NIH Study: Social Factors Explain Worse Cardiovascular Health for Rural Adults

With funding from the National Institutes of Health (NIH), researchers looked at data from more than 27,000 adults to understand what contributes to substantially higher rates of cardiovascular mortality among the nearly 60 million U.S. adults living in rural areas compared to their urban counterparts. The study found substantial rural-urban disparities in cardiometabolic risk factors and cardiovascular diseases, which were largest among younger adults (aged 20-39 years) and almost entirely explained by social risk factors.

Rural Pennsylvania Hospital CEO Talks About How Medicaid Cuts Would Pinch Healthcare System

“GOP lawmakers are hunting for ways to slash federal spending, a process that could mean cuts to Medicaid programs that support more than 3.1 million Pennsylvanians.” Mike Makosky, president and CEO of the Fulton County Medical Center, spoke to the USA TODAY Network about how the loss of federal dollars might undermine his hospital’s ability to provide health care in this rural southcentral Pennsylvania community.” Source: USA Today Network

Guidance for SNAP Recipients

With the rash of benefit thefts from consumers utilizing the Supplemental Nutrition Assistance Program (SNAP), the PA Department of Human Services is suggesting recipients change their EBT card pins ahead of their monthly benefit distribution. The theft of benefits rarely happens right away but thieves wait until the monthly distribution occurs to steal benefits. Recipients can call DHS’ EBT Recipient Hotline at 1-888-EBT-PENN or use the mobile app ConnectEBT to change their PIN numbers. Consumers are also urged to take extra steps to ensure that where they are utilizing their cards for point-of-sale transactions do not have skimming devices attached.
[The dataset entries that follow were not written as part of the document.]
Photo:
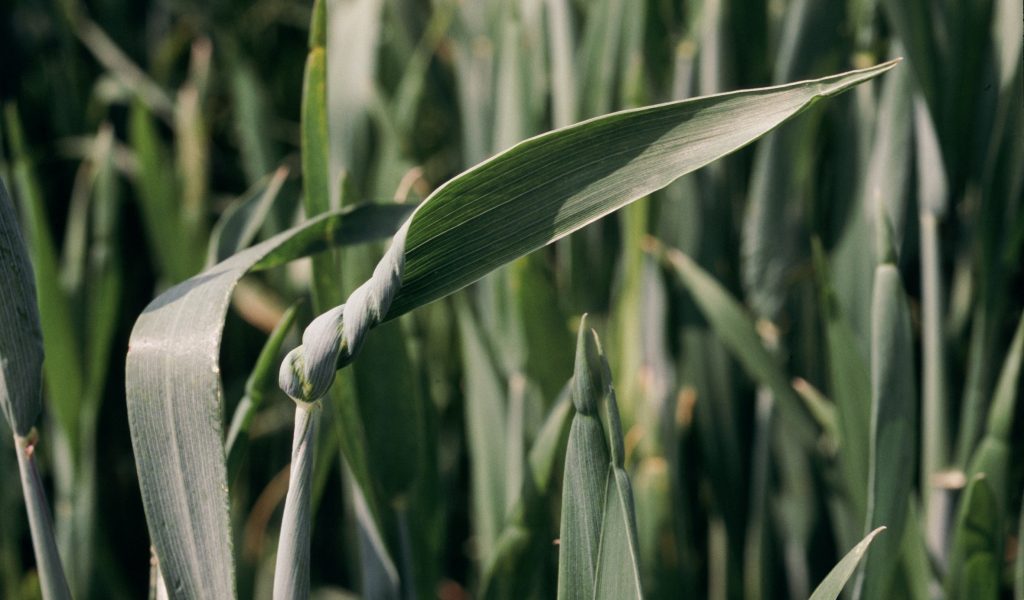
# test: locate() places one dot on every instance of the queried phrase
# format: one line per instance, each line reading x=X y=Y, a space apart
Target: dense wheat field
x=681 y=343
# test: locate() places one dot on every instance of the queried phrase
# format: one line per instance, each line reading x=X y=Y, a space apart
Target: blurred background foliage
x=735 y=305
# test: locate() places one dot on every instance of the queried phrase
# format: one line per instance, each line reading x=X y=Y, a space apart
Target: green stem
x=292 y=568
x=51 y=576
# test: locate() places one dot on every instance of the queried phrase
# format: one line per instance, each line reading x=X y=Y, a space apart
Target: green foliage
x=779 y=393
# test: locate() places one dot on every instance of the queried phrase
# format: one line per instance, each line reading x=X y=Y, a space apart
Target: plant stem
x=292 y=568
x=51 y=575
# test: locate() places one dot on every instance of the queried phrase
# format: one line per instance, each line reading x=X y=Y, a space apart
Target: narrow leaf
x=976 y=557
x=734 y=326
x=893 y=446
x=550 y=185
x=291 y=575
x=834 y=583
x=20 y=335
x=51 y=576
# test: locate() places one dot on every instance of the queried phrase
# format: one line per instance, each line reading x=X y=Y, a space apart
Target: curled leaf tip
x=333 y=339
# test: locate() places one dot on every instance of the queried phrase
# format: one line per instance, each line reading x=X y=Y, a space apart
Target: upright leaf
x=598 y=552
x=550 y=185
x=893 y=446
x=175 y=401
x=976 y=558
x=20 y=335
x=833 y=585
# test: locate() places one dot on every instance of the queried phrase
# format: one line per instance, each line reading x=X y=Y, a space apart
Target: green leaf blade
x=20 y=333
x=175 y=401
x=834 y=583
x=550 y=185
x=893 y=445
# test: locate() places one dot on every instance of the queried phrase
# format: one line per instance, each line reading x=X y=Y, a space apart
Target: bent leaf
x=175 y=401
x=552 y=184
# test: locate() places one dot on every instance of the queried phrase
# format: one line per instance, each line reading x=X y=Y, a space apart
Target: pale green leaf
x=238 y=227
x=834 y=583
x=20 y=335
x=893 y=441
x=175 y=404
x=976 y=557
Read here for more tips.

Disruptions in Coverage Can Be Minimized

Health insurance coverage is vital for families’ health and well-being. The benefits of coverage are documented from birth into adulthood and help to keep households financially stable. However, adults and children enrolled in Medicaid and the Children’s Health Insurance Program (CHIP) often experience disruptions in their health coverage when they fail to meet regular plan renewal deadlines. States are exploring ways to prevent families from churning off and on Medicaid and CHIP roles. Read more.

Loan Repayment Program Applications Now Open

The National Health Service Corps (NHSC) loan repayment programs help repay part of school loan debt in exchange for service in a medically underserved area. Did you know Community Health Centers are automatically approved sites for these programs? The 2025 application is now open, and interested clinicians can now access the Application and Program Guidance documents for the NHSCSubstance Use Disorder, and Rural Community loan repayment programs. The application deadline is May 1. Share this information with your clinicians and clinician candidates!

DEA Further Delays Buprenorphine Final Rule

The Drug Enforcement Administration (DEA) and HHS published a final rule to further delay the effective date of the Expansion of Buprenorphine Treatment via Telemedicine Encounter and the Continuity of Care via Telemedicine for Veterans Affairs Patients rules finalized in January 2025. In February, the DEA announced an initial delay of effective date until March 21, 2025, and accepted public comments on the decision. The DEA states that due to questions of “fact, law, and policy” both rules are delayed until Dec. 31, 2025. While these rules are delayed, rural patients receiving buprenorphine via telemedicine without an in-person visit can still do so through Dec. 31, 2025, due to the temporary extension of flexibilities that are in place.